Adding admixture edges¶
We finally want to add in our working graph the oldest genome published so far from South America called CHIle_LosRieles_10900BP
. We initially try to position it as departing from each node without invoking admixture. One example is the following FigureS5a
file that we can copy and run as seen before:
root R
label Mbuti.DG Mbuti.DG
label Han.DG Han.DG
label Onge.DG Onge.DG
label MA1 MA1
label USR1 USR1
label USA_SanNicolas_4900BP USA_SanNicolas_4900BP
label Canada_Lucier_4800BP_500BP Canada_Lucier_4800BP_500BP
label Belize_MayahakCabPek_9300BP Belize_MayahakCabPek_9300BP
label PERu_Cuncaicha_9000BP PERu_Cuncaicha_9000BP
label Peru_Lauricocha_8600BP Peru_Lauricocha_8600BP
label Brazil_LapaDoSanto_9600BP Brazil_LapaDoSanto_9600BP
label Argentina_ArroyoSeco2_7700BP Argentina_ArroyoSeco2_7700BP
label Chile_LosRieles_5100BP Chile_LosRieles_5100BP
label CHIle_LosRieles_10900BP CHIle_LosRieles_10900BP
edge a R Mbuti.DG
edge b R nonAfrica
edge c1 nonAfrica EastEurasia
edge c2 EastEurasia EastAsia
edge c3 EastEurasia Onge.DG
edge c4 EastAsia EastAsia2
edge c5 EastAsia EastAsia3
edge c6 EastAsia2 Han.DG
edge c7 EastAsia2 EastAsia4
edge c8 nonAfrica WestEurasia
edge c9 WestEurasia E_HG2
edge c10 WestEurasia E_HG3
admix ANE E_HG2 EastAsia3
edge c11 ANE MA1
admix FA EastAsia4 E_HG3
edge c12 FA Beringia
edge c13 Beringia USR1
edge c14 Beringia NA
edge c15 NA Canada_Lucier_4800BP_500BP
edge c16 NA NA2
edge c17 NA2 USA_SanNicolas_4900BP
edge c18 NA2 CA
edge c19 CA Belize_MayahakCabPek_9300BP
edge c20 CA SA
edge c21 SA SA2
edge c22 SA SA3
edge c23 SA2 SA6
edge c24 SA2 CHIle_LosRieles_10900BP
edge c25 SA6 PERu_Cuncaicha_9000BP
edge c26 SA6 Peru_Lauricocha_8600BP
edge c27 SA3 Brazil_LapaDoSanto_9600BP
edge c28 SA3 SA4
edge c29 SA4 Argentina_ArroyoSeco2_7700BP
edge c30 SA4 Chile_LosRieles_5100BP
At the bottom of the newly produced .out
file there are several f4-statistics that have Z-scores below -3 or above 3. The worst one is the following statistics that indicates some un-modelled affinity between the two Chilean samples CHIle_LosRieles_10900BP
and Chile_LosRieles_5100BP
:
worst f-stat: Han Chi Bra CHI 0.000000 0.003372 0.003372 0.000862 3.912
We can then model a contribution from the oldest Chilean individual into the younger one.

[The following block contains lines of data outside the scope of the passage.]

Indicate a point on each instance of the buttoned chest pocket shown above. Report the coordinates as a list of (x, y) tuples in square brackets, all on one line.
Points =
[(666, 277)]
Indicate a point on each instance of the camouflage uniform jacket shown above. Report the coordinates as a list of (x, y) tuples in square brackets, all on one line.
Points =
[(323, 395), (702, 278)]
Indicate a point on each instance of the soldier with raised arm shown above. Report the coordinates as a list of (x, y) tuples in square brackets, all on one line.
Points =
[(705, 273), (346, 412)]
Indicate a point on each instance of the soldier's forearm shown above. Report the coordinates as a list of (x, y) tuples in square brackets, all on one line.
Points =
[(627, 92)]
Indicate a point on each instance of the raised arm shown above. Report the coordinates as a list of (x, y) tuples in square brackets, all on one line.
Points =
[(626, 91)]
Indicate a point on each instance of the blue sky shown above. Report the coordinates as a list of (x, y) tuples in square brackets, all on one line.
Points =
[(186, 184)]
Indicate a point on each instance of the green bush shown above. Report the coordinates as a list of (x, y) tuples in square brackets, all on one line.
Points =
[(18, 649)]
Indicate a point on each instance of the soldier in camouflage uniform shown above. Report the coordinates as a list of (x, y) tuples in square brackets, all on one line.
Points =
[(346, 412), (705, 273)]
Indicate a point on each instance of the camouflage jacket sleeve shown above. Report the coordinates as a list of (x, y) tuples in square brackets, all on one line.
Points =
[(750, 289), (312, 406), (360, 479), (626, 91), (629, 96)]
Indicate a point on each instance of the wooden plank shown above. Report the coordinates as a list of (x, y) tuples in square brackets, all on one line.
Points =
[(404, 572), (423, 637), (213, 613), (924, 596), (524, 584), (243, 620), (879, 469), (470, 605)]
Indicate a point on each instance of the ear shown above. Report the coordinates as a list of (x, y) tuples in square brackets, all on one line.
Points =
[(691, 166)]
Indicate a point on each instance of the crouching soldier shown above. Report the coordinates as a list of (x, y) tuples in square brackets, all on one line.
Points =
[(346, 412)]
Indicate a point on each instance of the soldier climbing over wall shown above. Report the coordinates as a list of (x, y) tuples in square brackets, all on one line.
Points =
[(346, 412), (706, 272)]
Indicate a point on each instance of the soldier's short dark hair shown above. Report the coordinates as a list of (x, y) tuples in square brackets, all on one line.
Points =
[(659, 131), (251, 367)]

Change the last part of FigureS5a
with the following edges and one admixture event, save it as FigureS5a.v2
and run it again:
edge c24 SA2 SA7
edge c25 SA7 CHIle_LosRieles_10900BP
edge c26 SA6 PERu_Cuncaicha_9000BP
edge c27 SA6 Peru_Lauricocha_8600BP
edge c28 SA3 Brazil_LapaDoSanto_9600BP
edge c29 SA3 SA4
edge c30 SA4 Argentina_ArroyoSeco2_7700BP
edge c31 SA4 SA5
admix SA8 SA7 SA5
edge c32 SA8 Chile_LosRieles_5100BP
In the .out
file we see that most of the outlier f4-statistics are gone while the worst statistic is still present but reduced (Zscore=3.2). This suggests the presence of un-modelled affinity between the two oldest South American groups Brazil_LapaDoSanto_9600BP
and CHIle_LosRieles_10900BP
, that might represent a shared Anzick-1
-related ancestry that we investigate in detail in Figure 4 and Figure 5 of Posth et al. 2018.
The resulting admixture graph suggests that a component from the oldest Chilean individual contributed at least marginally to the younger individual despite being more than 5,000 years apart!